Don Raymonde Aprile is an old man wily enough to retire gracefully from organized crime after a lifetime of ruthless conquest. Having kept his three children at a distance, he’s ensured that they are now respectable members of the establishment: Valerius is an army colonel who teaches at West Point, Marcantonio is an influential TV network executive, and Nicole is a corporate litigator with a weakness for pro bono cases to fight the death penalty. To protect them from harm, and to maintain his entrée into the legitimate world of international banking, Don Aprile has adopted a “nephew” from Sicily, Astorre Viola, whose legal guardian made the unfortunate decision to commit suicide in the trunk of a car. Astorre is an unlikely enforcer—a macaroni importer with a fondness for riding stallions and recording Italian ballads with his band.

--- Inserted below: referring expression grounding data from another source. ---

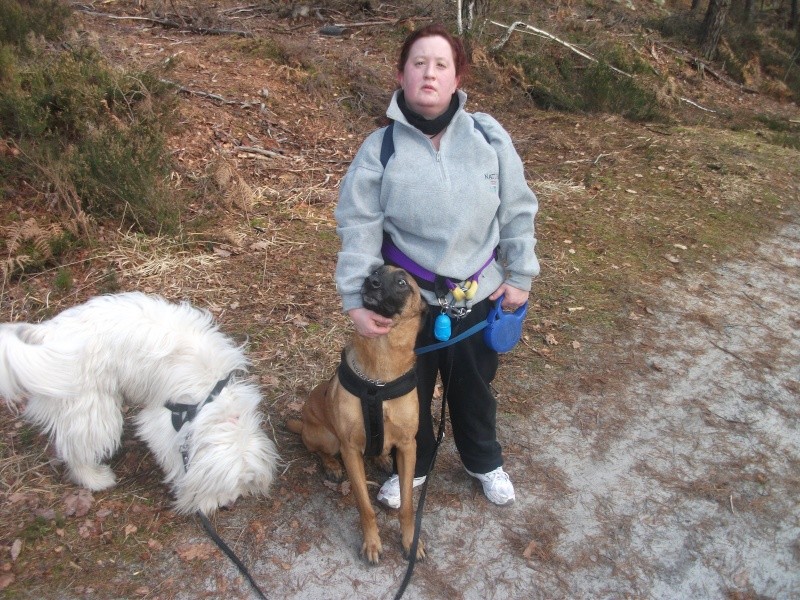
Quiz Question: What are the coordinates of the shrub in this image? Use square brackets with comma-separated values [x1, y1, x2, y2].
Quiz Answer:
[0, 39, 181, 235]
[0, 0, 71, 52]
[506, 42, 661, 121]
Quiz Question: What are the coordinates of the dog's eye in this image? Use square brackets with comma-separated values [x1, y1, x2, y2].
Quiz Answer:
[398, 278, 407, 286]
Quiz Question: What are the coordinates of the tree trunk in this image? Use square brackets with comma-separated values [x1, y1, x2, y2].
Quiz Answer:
[699, 0, 731, 60]
[743, 0, 756, 23]
[691, 0, 705, 13]
[458, 0, 489, 61]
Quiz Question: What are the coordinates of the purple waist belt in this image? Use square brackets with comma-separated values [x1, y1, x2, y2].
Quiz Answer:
[381, 236, 495, 299]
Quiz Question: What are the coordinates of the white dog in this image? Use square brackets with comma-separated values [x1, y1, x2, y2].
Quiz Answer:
[0, 292, 279, 515]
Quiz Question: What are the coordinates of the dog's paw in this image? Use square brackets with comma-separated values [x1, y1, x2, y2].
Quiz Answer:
[68, 464, 116, 491]
[361, 537, 383, 565]
[320, 455, 345, 482]
[403, 538, 426, 561]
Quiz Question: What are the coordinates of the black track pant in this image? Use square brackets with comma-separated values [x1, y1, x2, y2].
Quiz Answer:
[411, 297, 503, 478]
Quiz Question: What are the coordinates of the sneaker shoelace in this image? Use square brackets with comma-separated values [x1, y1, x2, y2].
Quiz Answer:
[484, 469, 510, 488]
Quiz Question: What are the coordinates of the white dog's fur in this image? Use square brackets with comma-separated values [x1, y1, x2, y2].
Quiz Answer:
[0, 292, 279, 515]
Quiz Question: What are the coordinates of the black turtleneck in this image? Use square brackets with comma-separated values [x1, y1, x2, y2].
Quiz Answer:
[397, 91, 459, 136]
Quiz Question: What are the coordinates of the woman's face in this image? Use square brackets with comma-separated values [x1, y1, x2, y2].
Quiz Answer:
[397, 35, 460, 119]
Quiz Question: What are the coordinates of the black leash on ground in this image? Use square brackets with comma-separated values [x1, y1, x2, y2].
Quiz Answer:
[393, 349, 455, 600]
[168, 373, 268, 600]
[196, 510, 268, 600]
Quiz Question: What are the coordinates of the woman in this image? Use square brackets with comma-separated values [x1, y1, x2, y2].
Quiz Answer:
[335, 24, 539, 507]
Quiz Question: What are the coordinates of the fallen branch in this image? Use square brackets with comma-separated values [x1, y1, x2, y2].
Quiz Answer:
[75, 7, 254, 38]
[490, 20, 633, 79]
[679, 97, 717, 113]
[235, 146, 288, 160]
[652, 40, 757, 94]
[159, 79, 272, 113]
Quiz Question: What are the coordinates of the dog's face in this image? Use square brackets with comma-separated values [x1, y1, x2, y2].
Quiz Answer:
[361, 265, 423, 320]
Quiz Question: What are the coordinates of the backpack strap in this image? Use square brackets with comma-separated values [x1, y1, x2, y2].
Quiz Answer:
[379, 116, 490, 170]
[379, 121, 395, 169]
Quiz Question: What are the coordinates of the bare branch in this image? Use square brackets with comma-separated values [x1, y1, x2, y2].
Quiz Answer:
[75, 7, 254, 38]
[490, 20, 632, 78]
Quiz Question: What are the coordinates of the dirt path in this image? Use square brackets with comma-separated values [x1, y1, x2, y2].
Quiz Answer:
[144, 218, 797, 600]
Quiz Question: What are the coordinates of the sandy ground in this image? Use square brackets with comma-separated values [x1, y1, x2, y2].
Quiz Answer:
[148, 218, 799, 600]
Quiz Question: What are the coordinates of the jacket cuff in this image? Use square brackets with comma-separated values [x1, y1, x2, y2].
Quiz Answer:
[505, 273, 532, 292]
[341, 293, 363, 313]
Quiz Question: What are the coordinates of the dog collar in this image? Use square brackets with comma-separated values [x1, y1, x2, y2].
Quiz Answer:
[165, 371, 236, 433]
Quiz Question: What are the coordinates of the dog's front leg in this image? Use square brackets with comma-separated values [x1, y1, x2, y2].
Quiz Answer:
[396, 441, 425, 560]
[339, 445, 382, 564]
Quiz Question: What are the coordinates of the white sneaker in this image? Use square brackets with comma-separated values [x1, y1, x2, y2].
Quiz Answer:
[376, 474, 427, 509]
[465, 466, 516, 506]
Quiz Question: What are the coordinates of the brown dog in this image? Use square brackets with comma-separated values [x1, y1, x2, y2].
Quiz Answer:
[287, 266, 426, 564]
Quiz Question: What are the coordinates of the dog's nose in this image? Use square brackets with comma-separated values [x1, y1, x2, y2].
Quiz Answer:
[367, 273, 383, 289]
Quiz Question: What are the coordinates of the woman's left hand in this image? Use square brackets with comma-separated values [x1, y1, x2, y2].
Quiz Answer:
[489, 283, 529, 311]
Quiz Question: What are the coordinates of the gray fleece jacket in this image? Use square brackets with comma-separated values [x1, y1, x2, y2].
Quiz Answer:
[335, 89, 539, 311]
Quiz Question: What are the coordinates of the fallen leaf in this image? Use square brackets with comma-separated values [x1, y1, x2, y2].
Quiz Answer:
[148, 539, 164, 551]
[250, 241, 271, 251]
[0, 573, 15, 590]
[176, 542, 216, 561]
[34, 508, 55, 520]
[673, 243, 688, 250]
[63, 489, 94, 517]
[297, 541, 311, 554]
[571, 340, 581, 350]
[8, 491, 36, 505]
[286, 399, 304, 412]
[11, 539, 22, 561]
[664, 254, 680, 264]
[271, 557, 292, 570]
[523, 540, 540, 560]
[124, 524, 138, 537]
[544, 333, 558, 346]
[291, 315, 309, 328]
[78, 520, 97, 539]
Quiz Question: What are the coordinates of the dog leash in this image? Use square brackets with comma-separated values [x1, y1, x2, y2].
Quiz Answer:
[196, 511, 267, 600]
[393, 348, 454, 600]
[414, 319, 488, 355]
[169, 373, 269, 600]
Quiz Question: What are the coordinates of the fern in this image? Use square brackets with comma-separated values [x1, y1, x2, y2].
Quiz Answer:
[1, 218, 65, 277]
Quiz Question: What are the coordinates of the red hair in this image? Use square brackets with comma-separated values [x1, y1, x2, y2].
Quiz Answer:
[397, 24, 469, 80]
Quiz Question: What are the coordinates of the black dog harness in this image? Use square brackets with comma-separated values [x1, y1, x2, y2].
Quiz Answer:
[336, 350, 417, 457]
[165, 371, 236, 433]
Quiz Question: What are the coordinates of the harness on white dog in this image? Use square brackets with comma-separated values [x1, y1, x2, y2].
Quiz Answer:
[337, 350, 417, 458]
[165, 371, 269, 600]
[165, 371, 235, 433]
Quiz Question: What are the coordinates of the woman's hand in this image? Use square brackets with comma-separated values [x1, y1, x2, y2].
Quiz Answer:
[489, 283, 529, 311]
[348, 307, 394, 338]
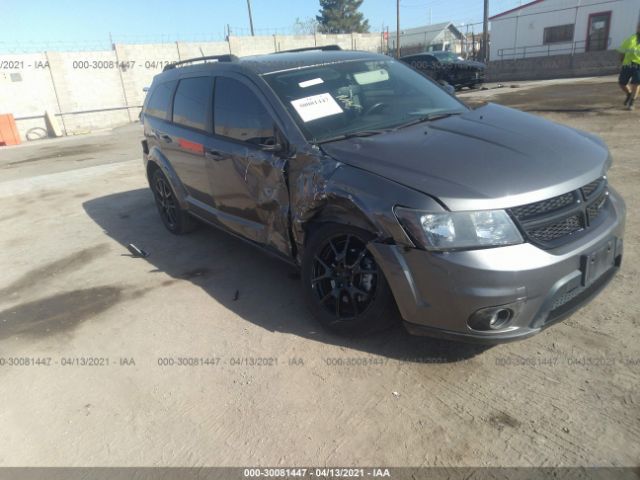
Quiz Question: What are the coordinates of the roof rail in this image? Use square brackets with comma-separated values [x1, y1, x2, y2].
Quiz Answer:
[274, 45, 342, 54]
[163, 54, 238, 72]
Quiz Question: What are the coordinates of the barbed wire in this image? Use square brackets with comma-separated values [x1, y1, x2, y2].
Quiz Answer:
[0, 27, 388, 53]
[228, 26, 295, 36]
[0, 40, 112, 54]
[227, 25, 384, 36]
[111, 32, 227, 44]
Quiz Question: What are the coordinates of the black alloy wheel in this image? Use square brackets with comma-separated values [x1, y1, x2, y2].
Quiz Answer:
[312, 233, 378, 319]
[302, 224, 397, 335]
[154, 173, 178, 230]
[151, 168, 197, 234]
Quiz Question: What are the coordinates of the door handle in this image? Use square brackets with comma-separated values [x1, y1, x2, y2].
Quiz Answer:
[153, 131, 172, 143]
[205, 149, 223, 161]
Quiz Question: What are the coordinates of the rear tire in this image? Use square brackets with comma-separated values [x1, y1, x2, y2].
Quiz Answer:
[151, 168, 198, 235]
[301, 223, 397, 336]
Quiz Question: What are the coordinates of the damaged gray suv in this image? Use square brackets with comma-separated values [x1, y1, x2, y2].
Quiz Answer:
[141, 46, 625, 343]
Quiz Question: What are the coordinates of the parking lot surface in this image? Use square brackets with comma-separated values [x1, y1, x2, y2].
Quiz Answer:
[0, 76, 638, 467]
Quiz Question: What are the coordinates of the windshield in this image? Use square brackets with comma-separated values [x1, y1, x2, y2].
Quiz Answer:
[262, 59, 466, 143]
[432, 51, 463, 63]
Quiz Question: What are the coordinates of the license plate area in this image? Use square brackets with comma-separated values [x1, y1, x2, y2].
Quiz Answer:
[581, 238, 616, 287]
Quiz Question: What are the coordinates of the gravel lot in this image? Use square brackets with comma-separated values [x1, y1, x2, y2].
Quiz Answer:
[0, 75, 638, 468]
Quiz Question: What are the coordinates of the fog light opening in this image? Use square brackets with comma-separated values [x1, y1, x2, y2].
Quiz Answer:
[468, 306, 515, 331]
[489, 309, 512, 329]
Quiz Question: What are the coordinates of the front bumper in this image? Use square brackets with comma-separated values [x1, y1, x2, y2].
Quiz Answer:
[370, 188, 626, 343]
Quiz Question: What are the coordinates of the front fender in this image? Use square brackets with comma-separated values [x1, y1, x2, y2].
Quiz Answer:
[292, 162, 444, 256]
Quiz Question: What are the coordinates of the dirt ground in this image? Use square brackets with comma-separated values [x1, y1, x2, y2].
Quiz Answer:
[0, 75, 638, 468]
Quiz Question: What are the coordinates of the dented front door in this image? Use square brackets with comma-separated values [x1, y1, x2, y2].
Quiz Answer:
[205, 74, 291, 256]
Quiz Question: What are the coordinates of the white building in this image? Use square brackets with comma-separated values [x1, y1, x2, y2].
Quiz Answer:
[388, 22, 466, 54]
[489, 0, 640, 60]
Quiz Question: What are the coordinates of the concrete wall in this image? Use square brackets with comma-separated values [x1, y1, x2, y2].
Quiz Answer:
[487, 49, 620, 82]
[177, 41, 230, 59]
[46, 51, 131, 135]
[114, 43, 181, 121]
[0, 33, 383, 141]
[490, 0, 640, 60]
[351, 33, 384, 52]
[0, 53, 59, 140]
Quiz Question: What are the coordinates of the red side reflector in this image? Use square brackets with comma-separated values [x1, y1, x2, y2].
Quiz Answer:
[178, 138, 204, 154]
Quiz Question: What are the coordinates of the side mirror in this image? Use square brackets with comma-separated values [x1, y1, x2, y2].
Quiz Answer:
[260, 141, 284, 153]
[260, 127, 292, 156]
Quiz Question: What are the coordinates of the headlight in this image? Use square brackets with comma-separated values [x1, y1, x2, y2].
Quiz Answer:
[394, 207, 523, 251]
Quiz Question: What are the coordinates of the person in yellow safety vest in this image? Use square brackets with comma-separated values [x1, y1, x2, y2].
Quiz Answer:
[618, 22, 640, 111]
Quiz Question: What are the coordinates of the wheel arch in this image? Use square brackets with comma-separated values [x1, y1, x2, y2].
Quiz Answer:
[302, 197, 378, 245]
[294, 165, 428, 261]
[146, 146, 189, 210]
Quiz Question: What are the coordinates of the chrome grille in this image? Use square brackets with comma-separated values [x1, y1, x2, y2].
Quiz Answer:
[509, 177, 608, 248]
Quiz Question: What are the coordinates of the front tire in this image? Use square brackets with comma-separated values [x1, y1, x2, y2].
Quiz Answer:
[301, 224, 397, 335]
[151, 168, 197, 235]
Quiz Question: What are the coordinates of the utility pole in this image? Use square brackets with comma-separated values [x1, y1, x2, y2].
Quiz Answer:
[482, 0, 489, 62]
[471, 25, 476, 58]
[247, 0, 255, 36]
[396, 0, 400, 58]
[465, 24, 469, 57]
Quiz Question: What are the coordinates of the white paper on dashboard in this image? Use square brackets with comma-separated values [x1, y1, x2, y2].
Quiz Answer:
[290, 93, 343, 122]
[353, 68, 390, 85]
[298, 78, 324, 88]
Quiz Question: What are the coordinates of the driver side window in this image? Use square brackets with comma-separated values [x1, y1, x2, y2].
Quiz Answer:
[214, 77, 274, 145]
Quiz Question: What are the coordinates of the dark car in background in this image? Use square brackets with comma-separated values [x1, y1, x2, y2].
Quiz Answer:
[400, 51, 485, 90]
[140, 46, 624, 343]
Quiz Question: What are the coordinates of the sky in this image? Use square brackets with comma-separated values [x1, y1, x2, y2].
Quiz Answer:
[1, 0, 525, 51]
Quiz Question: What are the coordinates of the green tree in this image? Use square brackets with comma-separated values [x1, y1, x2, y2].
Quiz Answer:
[316, 0, 370, 34]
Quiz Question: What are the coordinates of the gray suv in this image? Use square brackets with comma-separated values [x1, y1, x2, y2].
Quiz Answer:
[140, 46, 625, 343]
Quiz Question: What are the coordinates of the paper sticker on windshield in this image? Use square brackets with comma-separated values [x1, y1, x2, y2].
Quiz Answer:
[291, 93, 343, 122]
[298, 78, 324, 88]
[353, 69, 390, 85]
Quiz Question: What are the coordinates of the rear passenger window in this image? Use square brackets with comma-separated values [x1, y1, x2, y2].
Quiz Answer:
[172, 77, 213, 131]
[214, 77, 273, 145]
[146, 80, 177, 119]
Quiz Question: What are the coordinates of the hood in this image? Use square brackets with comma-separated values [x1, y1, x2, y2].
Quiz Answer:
[320, 103, 610, 211]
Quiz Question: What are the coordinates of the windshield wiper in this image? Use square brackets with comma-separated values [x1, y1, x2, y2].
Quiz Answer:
[395, 111, 463, 130]
[316, 129, 388, 145]
[314, 111, 463, 144]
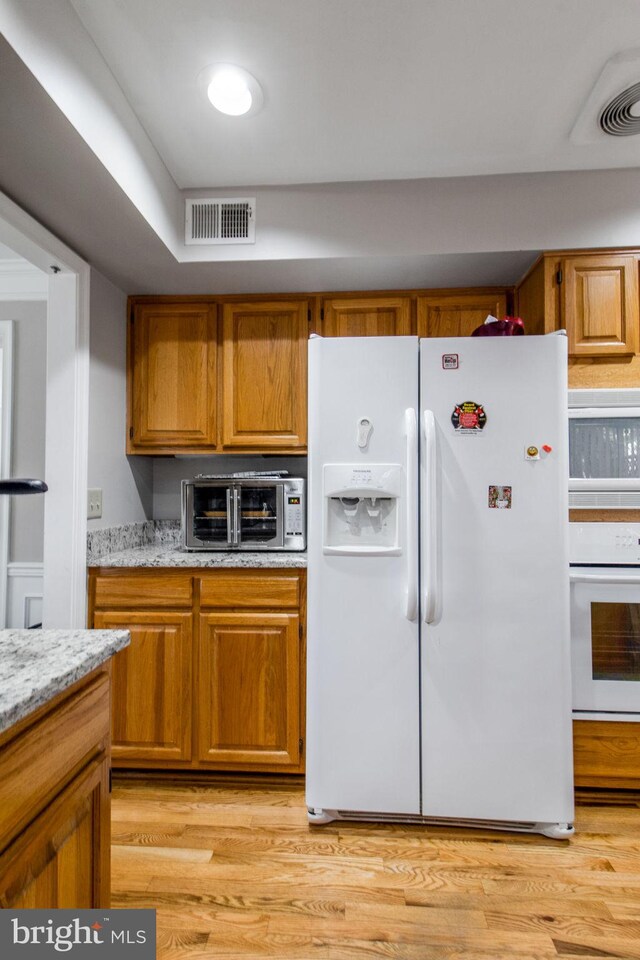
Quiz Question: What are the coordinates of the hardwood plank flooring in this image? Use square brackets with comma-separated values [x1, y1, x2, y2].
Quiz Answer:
[111, 778, 640, 960]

Though Don Aprile’s retirement is seen as a business opportunity by his last Mafia rival, Timmona Portella, it is viewed with suspicion by Kurt Cilke, the FBI’s special agent in charge of investigating organized crime. Cilke has achieved remarkable success in breaking down the bonds between families, cultivating high-ranking sources who in return for federal protection have violated omerta—Sicilian for “code of silence,” the vow among men of honor that, until recently, kept them from betraying their secrets to the authorities.
As Cilke and the FBI mount their campaign to wipe out the Mafia once and for all, Astorre Viola and the Apriles find themselves in the midst of one last war, a conflict in which it is hard to distinguish who, if anyone, is on the right side of the law, and whether mercy or vengeance is the best course of action.
Rich with suspense, dark humor, and the larger-than-life characters who have turned Mario Puzo’s novels into modern myths, Omerta is a powerful epitaph for the Mafia at the turn of a new century, and a final triumph for a great American storyteller.